The asynchronousy of async/await can be done with Thread signaling, or Thread.Join() etc. Is it merely for time saving coding and "less" hassle?
Yes, it is a syntactic sugar that makes dealing with threads much easier, it also makes the code easier to maintain, because the thread management is done by run-time. await release the thread immediately and allows that thread or another one to pick up where it left off, even if done on the main thread.
Like other abstractions, if you want complete control over the mechanisms under the covers, then you are still free to implement similar logic using thread signaling, etc.
If you are interested in seeing what async/await produces then you can use Reflector or ILSpy to decompile the generated code.
Read What does async & await generate? for a description of what C# 5.0 is doing on your behalf.
If await was just calling Task.Wait we wouldn't need special syntax and new APIs for that. The major difference is that async/await releases the current thread completely while waiting for completion. During an async IO there is no thread involved at all. The IO is just a small data structure inside of the kernel.
async/await uses callback-based waiting under the hood and makes all its nastiness (think of JavaScript callbacks...) go a way.
Note, that async does not just move the work to a background thread (in general). It releases all threads involved.
Comparing async and await with threads is like comparing apples and pipe wrenches. From 10,000 feet they may look similar, but they are very different solutions to very different problems.
async and await are all about asynchronous programming; specifically, allowing a method to pause itself while it's waiting for some operation. When the method pauses, it returns to its caller (usually returning a task, which is completed when the method completes).
I assume you're familiar with threading, which is about managing threads. The closest parallel to a thread in the async world is Task.Run, which starts executing some code on a background thread and returns a task which is completed when that code completes.
async and await were carefully designed to be thread-agnostic. So they work quite well in the UI thread of WPF/Win8/WinForms/Silverlight/WP apps, keeping the UI thread responsive without tying up thread pool resources. They also work quite well in multithreaded scenarios such as ASP.NET.
If you're looking for a good intro to async/await, I wrote up one on my blog which has links to additional recommended reading.
There is a difference between the Threads and async/await feature.
Think about a situation, where you are calling a network to get some data from network. Here the Thread which is calling the Network Driver (probably running in some svchost process) keeps itself blocked, and consumes resources.

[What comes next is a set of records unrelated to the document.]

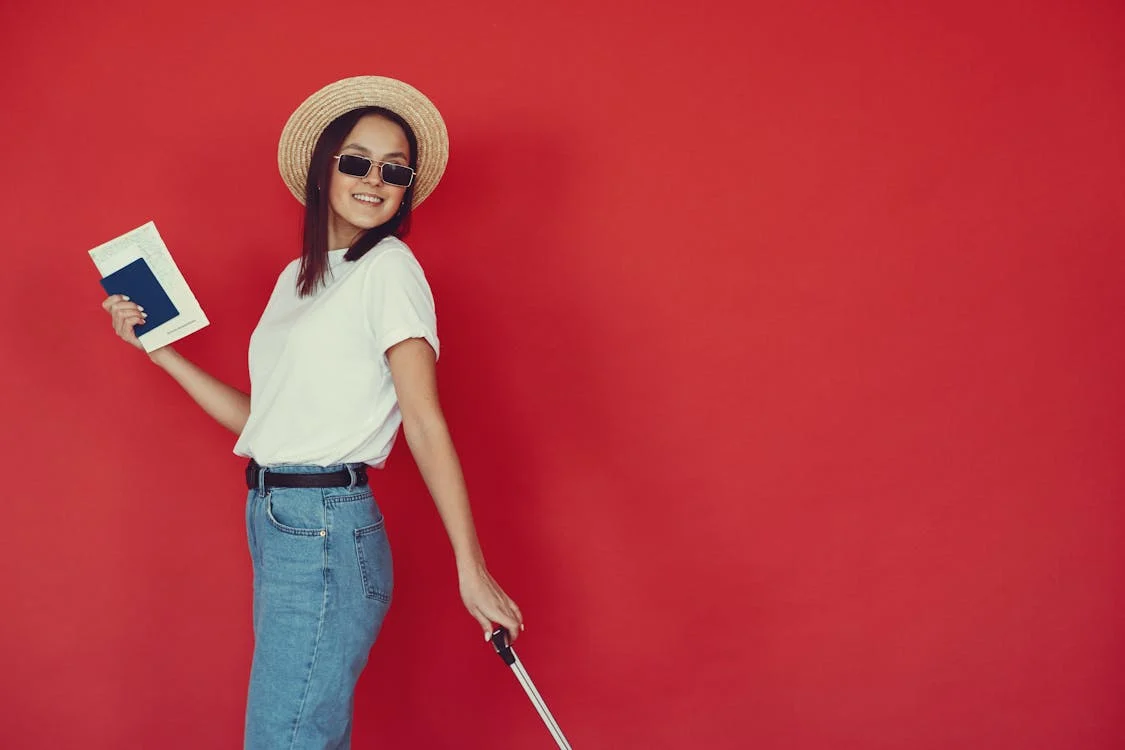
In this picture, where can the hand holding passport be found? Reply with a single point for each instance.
(138, 265)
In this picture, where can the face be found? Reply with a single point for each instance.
(361, 204)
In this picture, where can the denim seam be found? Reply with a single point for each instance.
(369, 590)
(316, 644)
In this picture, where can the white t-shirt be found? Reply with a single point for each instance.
(321, 390)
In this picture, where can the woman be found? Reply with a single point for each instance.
(343, 355)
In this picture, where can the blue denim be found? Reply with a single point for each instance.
(323, 580)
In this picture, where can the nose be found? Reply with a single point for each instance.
(375, 174)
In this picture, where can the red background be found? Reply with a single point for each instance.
(782, 346)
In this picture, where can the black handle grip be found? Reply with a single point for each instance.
(500, 641)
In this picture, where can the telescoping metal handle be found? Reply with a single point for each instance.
(503, 645)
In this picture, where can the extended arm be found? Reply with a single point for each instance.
(412, 367)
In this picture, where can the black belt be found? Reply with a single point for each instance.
(342, 478)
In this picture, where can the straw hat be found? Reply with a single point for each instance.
(307, 123)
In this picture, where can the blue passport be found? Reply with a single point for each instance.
(137, 282)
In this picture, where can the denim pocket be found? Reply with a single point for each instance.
(295, 513)
(372, 550)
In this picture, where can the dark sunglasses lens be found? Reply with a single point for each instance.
(354, 165)
(397, 174)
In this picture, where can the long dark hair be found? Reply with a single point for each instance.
(314, 258)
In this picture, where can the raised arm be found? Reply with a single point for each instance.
(412, 368)
(225, 404)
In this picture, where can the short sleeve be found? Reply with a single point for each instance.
(398, 304)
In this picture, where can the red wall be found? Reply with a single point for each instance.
(782, 345)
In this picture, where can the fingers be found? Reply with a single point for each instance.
(124, 316)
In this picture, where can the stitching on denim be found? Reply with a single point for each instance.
(289, 530)
(369, 590)
(316, 644)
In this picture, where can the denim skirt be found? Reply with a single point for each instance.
(323, 580)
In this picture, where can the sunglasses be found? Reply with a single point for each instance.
(396, 174)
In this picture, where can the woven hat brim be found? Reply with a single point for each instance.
(308, 120)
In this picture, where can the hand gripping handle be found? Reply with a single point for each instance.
(500, 642)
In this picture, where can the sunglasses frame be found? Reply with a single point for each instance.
(371, 163)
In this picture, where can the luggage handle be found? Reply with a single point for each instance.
(503, 645)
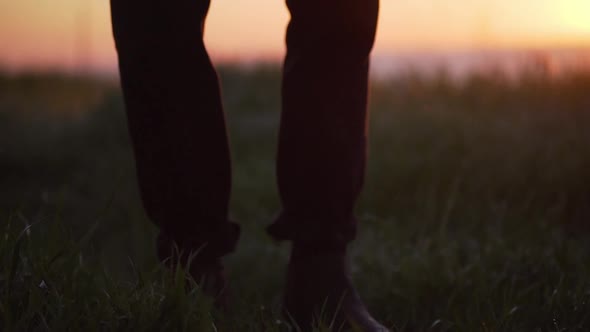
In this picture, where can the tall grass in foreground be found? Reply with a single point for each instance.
(474, 215)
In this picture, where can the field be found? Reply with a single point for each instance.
(475, 214)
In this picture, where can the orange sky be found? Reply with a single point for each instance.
(74, 34)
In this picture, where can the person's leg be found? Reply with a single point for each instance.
(322, 143)
(176, 124)
(322, 155)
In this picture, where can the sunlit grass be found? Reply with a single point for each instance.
(473, 218)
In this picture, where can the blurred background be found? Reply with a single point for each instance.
(483, 102)
(479, 168)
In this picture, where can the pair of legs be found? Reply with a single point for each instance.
(179, 136)
(178, 130)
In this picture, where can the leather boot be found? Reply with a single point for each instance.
(319, 288)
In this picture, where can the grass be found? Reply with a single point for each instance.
(474, 216)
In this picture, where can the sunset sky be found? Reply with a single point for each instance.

In case of Async/await, if the call is not network bound, it wraps the entire call into a callback using SynchronizationContext which is capable of getting callback from external process. This frees the Thread and the Thread will be available for other things to consume.
Asynchrony and Concurrency are two different thing, the former is just calling something in async mode while the later is really cpu bound. Threads are generally better when you need concurrency.
I have written a blog long ago describing these features .
C# 5.0 vNext - New Asynchronous Pattern
async/await does not use threads; that's one of the big advantages. It keeps your application responsive without the added complexity and overhead inherent in threads.
The purpose is to make it easy to keep an application responsive when dealing with long-running, I/O intensive operations. For example, it's great if you have to download a bunch of data from a web site, or read files from disk. Spinning up a new thread (or threads) is overkill in those cases.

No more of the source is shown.